Ok. I have been busy, but I haven't really been THAT busy. I mean, so busy that I haven't sat down at the computer for a week and a half. That's obviously not true.
But I have done a lot of stuff, and some of it is very interesting. Like for example, I RENDERED LARD.
You are all aware that I am pretty much on the traditional foods bandwagon, and recently I had some pie with the most sensational crust I've had in a long time. I asked the piemaker for her secret, and she revealed it was half butter and half lard. Woah. Until that moment I hadn't really evaluated my relationship with lard, but I immediately realized that my pigman has been offering fat for rendering for a very reasonable price. So I determined that I would get some.

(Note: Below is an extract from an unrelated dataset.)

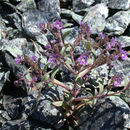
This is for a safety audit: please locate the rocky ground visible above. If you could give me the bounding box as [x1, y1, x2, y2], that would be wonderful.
[0, 0, 130, 130]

Turns out he had no idea about the process, but I looked on the ole internets and found some very simple instructions. (I'm not going to link to them, because I am pretty sure that none of my blogfriends are actually going to attempt this. If I'm wrong, you can find it by googling how to render lard. The blog I found was called Homesick Texan, I think.)
ANYHOO, Sunday was the day. I was a little concerned about the house getting all stinky, but it really just got a bacon/porkchoppy smell. And who can argue with that? I did 4 pounds of fat and it took a few hours and some creative problem sovling when it came to the straining (I really need to invest in a small sized colander. We do enough straining these days that it's reasonable.) I put it all into a pretty blue crock and closed the lid and stuck it in the fridge. In the morning--snow white lard! It still has a very faint piggy smell, which I think means it was back fat rather than "leaf lard" which comes from the belly. I fried some potatoes last night for our lamb burgers and they did not come out piggy at all, so I think it's all good. The coolest thing though: this morning when I woke up and came downstairs, the kitchen had a distinct aroma that brought back to mind my granny's biscuits. A-HA! I am so making buttermilk biscuits with lard today. And, I am so making a piecrust for my bourbon pumpkin pie.
Speaking of which, I am also so making a bunch of other stuff for Orphan's Thanksgiving 2008. I am not at all sure how many people are actually going to come for dinner, but I do not mind at all the prospect of tons of leftovers. We are going to have TWO TURKEYS--one heritage turkey roasted in the traditional manner (although I think I am going to do what Alice Waters says and flip the turkey over in the middle. It's radical, I know, but I did it with the chicken I roasted last week and it was amazing) and one wild turkey that rebby shot herself which she is going to smoke. Woah indeed. I seriously pity the fool who doesn't lie to their parents and sneak off to my house for dinner. Ha! Hopefully folks who are doing parental dinner will be able to sneak over afterwards for the traditional Urgh a Music War and copious amounts of wine and pie. Or maybe we'll just have to have a two days after leftovers party too. We'll see. In any case, it's still my favorite holiday, leftover from when I was a bookstore manager and it was the ONLY time I was able to take three days off in a row. I would start drinking the moment I got home on Wednesday and not stop till Sunday afternoon. This year I'll be a lot more conservative (I am opening the restaurant on Friday) but it will still be a long afternoon of wine and cooking and good times. I can't wait!
It's a good feeling to make a harvest feast using all local ingredients. (well, almost all. The cranberry relish will be the least local thing I think, given the ginger and tangerines that are going into it. The cranberries themselves, though, are local. woo!) In fact, I actually touched the hands of the farmers who grew almost everything we will be eating. That is something to be very thankful for.